15 people were killed in Jammu during Amarnath protests while, the police firing has claimed 13 lives in Kashmir valley. It is pertinent to mention that people of Jammu are demanding that and be transferred to the Amarnath Shrine Board, where as PDP, NC and Hurriyat, the Kashmir based parties are opposing the same.




In a repeat of what he has been doing since he assumed office, Governor, N N Vohra, today in a televised appeal, attributed the prevailing unrest to unfounded suspicions and misconceptions.


Referring to the movement of supplies and transportation of fruit to and from the Valley, the Governor said that, notwithstanding the sporadic attempts to create obstacles in smooth vehicular movement for a day or two, the Srinagar-Lakhanpur National Highway has been fully sanitized and round-the-clock traffic movement ensured. Since the past 12 days, over 9000 trucks carrying fruit, merchandise, medicines petroleum products/LPG cylinders and other essential commodities have been transported from both the sides, which includes 800 truckloads of Kashmiri fruit transported to the plains.

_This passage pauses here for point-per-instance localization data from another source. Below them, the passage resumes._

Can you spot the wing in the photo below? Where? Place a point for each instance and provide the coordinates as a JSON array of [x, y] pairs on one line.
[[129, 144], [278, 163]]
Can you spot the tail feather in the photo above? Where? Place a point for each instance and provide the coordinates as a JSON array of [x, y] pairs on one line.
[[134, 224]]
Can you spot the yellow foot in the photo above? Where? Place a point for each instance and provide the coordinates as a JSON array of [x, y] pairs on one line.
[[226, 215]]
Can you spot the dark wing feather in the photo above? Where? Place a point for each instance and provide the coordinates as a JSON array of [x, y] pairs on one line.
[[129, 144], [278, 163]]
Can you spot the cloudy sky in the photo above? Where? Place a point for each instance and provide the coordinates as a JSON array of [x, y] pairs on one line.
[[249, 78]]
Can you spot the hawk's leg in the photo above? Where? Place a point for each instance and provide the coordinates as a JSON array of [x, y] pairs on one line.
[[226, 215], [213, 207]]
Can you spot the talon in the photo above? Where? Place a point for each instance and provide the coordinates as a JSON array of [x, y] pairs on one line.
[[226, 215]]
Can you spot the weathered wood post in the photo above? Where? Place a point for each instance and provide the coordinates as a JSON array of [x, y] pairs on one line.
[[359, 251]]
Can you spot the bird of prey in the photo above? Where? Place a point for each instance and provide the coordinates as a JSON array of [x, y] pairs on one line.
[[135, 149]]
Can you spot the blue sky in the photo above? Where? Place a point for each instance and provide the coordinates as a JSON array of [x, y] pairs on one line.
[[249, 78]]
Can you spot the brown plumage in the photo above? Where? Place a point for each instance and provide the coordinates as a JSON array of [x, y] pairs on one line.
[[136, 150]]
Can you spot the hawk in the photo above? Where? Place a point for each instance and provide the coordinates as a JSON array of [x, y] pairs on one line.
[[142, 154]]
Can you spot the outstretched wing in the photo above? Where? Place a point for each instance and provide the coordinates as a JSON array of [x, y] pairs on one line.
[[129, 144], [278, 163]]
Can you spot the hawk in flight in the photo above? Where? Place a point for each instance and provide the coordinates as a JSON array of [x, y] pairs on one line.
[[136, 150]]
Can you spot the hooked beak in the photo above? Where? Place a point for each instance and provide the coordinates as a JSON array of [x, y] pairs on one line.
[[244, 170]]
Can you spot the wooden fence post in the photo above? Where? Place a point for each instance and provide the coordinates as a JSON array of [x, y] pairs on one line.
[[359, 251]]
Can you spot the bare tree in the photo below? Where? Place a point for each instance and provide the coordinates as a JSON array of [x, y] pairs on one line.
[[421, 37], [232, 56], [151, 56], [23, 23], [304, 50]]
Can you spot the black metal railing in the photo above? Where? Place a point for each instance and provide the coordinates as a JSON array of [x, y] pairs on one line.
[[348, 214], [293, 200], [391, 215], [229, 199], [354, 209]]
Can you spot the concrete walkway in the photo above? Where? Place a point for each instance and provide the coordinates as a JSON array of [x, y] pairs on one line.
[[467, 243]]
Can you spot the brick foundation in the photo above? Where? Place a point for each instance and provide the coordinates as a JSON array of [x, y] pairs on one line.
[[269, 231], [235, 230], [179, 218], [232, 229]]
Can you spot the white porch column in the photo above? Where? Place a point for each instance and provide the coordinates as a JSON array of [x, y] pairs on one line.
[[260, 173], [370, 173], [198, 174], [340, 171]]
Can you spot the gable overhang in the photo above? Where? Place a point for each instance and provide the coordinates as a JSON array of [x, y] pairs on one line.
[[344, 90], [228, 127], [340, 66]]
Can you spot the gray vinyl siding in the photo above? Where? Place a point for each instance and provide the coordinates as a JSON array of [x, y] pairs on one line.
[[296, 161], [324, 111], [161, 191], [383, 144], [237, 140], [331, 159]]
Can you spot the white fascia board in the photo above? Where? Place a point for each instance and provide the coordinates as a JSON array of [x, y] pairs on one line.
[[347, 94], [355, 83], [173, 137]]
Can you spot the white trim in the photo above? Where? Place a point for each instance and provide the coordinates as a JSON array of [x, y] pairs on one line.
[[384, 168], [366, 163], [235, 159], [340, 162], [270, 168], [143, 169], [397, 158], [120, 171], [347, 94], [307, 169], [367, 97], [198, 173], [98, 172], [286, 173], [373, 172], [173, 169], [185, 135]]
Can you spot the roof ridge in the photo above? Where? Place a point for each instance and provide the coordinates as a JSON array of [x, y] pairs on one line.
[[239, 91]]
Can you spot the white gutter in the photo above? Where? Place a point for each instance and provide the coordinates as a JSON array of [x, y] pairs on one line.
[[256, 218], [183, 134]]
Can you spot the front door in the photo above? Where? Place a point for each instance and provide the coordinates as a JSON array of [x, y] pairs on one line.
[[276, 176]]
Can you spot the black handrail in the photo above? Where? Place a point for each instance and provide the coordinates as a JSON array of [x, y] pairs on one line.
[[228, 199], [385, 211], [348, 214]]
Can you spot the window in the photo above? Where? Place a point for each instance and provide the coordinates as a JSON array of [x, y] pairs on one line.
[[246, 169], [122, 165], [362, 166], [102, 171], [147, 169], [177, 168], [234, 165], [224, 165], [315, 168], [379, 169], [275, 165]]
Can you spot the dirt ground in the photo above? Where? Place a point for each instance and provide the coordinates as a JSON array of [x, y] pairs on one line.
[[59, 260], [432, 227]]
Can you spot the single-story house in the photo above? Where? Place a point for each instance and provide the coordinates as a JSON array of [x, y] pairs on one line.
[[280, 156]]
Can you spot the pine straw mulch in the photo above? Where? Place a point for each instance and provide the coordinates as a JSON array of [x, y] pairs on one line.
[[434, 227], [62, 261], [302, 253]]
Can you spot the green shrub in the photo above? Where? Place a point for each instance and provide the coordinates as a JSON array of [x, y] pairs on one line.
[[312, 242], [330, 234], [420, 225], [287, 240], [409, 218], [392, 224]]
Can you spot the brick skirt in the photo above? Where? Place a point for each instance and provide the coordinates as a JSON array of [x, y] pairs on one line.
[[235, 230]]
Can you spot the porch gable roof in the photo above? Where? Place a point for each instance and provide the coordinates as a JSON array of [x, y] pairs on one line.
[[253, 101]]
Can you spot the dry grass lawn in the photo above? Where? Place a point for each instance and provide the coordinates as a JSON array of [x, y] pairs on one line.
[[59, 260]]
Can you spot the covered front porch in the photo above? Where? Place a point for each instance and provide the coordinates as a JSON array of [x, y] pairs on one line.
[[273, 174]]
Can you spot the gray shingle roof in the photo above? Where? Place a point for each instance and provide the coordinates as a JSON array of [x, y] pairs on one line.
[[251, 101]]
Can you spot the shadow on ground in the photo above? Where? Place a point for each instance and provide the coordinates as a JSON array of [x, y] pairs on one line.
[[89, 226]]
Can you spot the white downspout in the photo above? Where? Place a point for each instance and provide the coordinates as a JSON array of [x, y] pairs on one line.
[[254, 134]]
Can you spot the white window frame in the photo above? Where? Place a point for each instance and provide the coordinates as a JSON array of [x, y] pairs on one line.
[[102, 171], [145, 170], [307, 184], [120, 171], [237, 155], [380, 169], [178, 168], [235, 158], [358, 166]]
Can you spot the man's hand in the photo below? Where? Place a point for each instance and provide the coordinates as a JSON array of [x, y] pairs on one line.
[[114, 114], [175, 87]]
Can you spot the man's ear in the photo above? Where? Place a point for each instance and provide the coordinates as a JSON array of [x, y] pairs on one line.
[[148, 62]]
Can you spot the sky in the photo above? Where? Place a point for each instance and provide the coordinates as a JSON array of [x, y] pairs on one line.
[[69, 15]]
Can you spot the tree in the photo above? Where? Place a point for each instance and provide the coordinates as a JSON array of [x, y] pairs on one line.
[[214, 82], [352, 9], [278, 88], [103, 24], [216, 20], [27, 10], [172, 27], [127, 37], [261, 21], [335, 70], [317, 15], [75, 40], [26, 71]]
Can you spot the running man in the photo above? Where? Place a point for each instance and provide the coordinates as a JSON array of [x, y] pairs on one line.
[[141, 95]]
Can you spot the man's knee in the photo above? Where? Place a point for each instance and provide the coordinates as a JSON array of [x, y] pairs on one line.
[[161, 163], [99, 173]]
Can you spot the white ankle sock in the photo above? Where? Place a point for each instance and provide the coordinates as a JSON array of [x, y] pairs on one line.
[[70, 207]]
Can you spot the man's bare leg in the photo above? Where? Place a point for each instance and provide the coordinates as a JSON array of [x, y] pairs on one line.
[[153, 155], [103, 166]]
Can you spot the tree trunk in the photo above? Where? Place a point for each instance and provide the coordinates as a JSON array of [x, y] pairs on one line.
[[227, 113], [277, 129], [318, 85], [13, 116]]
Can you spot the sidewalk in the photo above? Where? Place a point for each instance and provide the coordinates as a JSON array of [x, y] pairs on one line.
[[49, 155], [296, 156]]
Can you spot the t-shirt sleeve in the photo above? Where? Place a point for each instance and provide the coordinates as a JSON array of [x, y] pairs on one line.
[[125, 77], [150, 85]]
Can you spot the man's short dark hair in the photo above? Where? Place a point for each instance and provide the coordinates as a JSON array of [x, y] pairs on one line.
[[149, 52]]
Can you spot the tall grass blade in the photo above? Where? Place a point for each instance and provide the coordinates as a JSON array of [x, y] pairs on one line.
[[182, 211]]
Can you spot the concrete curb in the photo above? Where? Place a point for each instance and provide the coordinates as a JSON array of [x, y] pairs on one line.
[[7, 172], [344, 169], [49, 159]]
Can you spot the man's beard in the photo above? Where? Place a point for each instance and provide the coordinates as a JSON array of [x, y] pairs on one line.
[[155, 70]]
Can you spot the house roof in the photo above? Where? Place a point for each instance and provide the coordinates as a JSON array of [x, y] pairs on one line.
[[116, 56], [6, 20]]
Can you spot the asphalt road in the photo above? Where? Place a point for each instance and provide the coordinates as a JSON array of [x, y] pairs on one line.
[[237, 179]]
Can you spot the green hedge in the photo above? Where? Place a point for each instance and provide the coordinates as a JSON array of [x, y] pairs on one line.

Vohra saw no justification in the Muzzafarabad Chalo Call and said that the fruit mandis all over the country were eagerly awaiting for the Kashmiri fruit. He appreciated the need for uninterrupted transportation of apple during the current fruit season and said that he was himself monitoring the movement of fruit and essential supplies on the National Highway. He also referred to the measures taken to carry supplies in convoys with police escorts, fitted with wireless sets having direct communication with Police Control Rooms, and mobile patrolling under the supervision of the concerned District Superintendents of Police. He said that the Chief Secretary has been asked to monitor the movement of to ensure supplies round-the-clock smooth and uninterrupted flow.